Due to low labor and installation costs, reduced site operations, as well as high quality output, curtain walls are extremely cost-effective and environmentally friendly. In fact, largely as a result of the increased demand of environmentally-friendly alternatives, the compound annual growth rate (CAGR) of the global aluminium curtain wall market is expected to increase by 9.6% from 2020 to 2027. As of 2020, the market size lies at 34.6 billion USD, with a projected forecast to double this rate by 2027 at approximately 65.7 billion USD.
As such, it is imperative that manufacturers provide aluminum curtain walls as fast as possible to solidify customer loyalty before competitors.
There are two types of curtain walls that may be selected, and differ based on how the components are put together.
1. Stick Curtain Wall
A stick curtain wall is best for low-rise buildings or buildings in smaller regions. This is because the components are put together on the building structure itself. The stick curtain wall system is also great for making adjustments to one’s blueprint in the moment, based on any issues that may arise along the way.
2. Unitized Curtain Wall
Unitized curtain walls are built within a factory and brought to the site pre-assembled. As such, there is no need for large cranes, or any other external forces other than a much smaller crane or even a short-term hoist.
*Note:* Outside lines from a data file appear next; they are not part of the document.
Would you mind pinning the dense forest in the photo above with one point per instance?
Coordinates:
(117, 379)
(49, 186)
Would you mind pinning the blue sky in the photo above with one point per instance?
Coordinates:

Moreover, since the curtain wall is built in a factory, on-site glazing is not necessary for making for quick and efficient installations.
Though unitized and stick curtain walls are the two primary types available, curtain walls may also be classified depending on the structure in place to stop water from seeping through joints and infiltrating the interior of the building. There are three main systems to select from – face-sealed, water-managed, and pressure-equalized.
1. Face-Sealed System (Traditional)
The construction of aluminium curtain walls using a face-sealed system is a more traditional method of manufacturing that is not used as frequently anymore. This is because the face-sealed system depends heavily on installing perfect seals between glass units and the frame, which often involves caulking. In the long-run, these seals may lose their effectiveness because caulking is not permanent and will break down over time.
Moreover, it is difficult to achieve perfect sealing. Any imperfections that remain, in the form of holes on the outside surface of the wall, make the system extremely unreliable.
Another problematic aspect of the face-sealed system is that there is no feature in place to assist in drainage; this, compounded with its moisture-sensitive material is a set-up for dysfunction.
2. Water-Managed System
Water-managed systems are considered the second best structure to use when constructing curtain walls. This is because this system “incorporates drains and weeps from the glazing pocket instead of zone-glazing”. While these weep holes are great for draining water out of the system, an aspect that the face-sealed system lacks, the water-managed system does not have an air barrier to accompany it. For extra protection, people may choose to opt for the pressure equalizer system.
3. Pressure-Equalizer System
As indicated by its name, the pressure-equalizer system goes one step further in draining water by making the pressure difference between the interior and exterior at a near-zero level. This is done by blocking all external forces that may cross any barrier. Specifically, there lies a wet seal in between the inside of the glass and inside of the glazing pocket, which creates a barrier with no potential to let anything across.
The outer glass and outer frame are used as a rain screen to direct water away. The pressure-equalization chamber is in between the rain screen, on the outside surface, and the air barrier composed of wet seals, on the inside surface. This chamber reduces all water from entering the premises by making the pressure difference zero.
Curtain walls are a highly efficient, modern, sleek installation that every high-rise, or low-rise, building should seriously consider to appeal to green consumers and avoid pressure from the government. Curtain walls are also the cost-effective choice compared to more traditional alternatives, begging the question – why haven’t you made the switch to curtain walls already?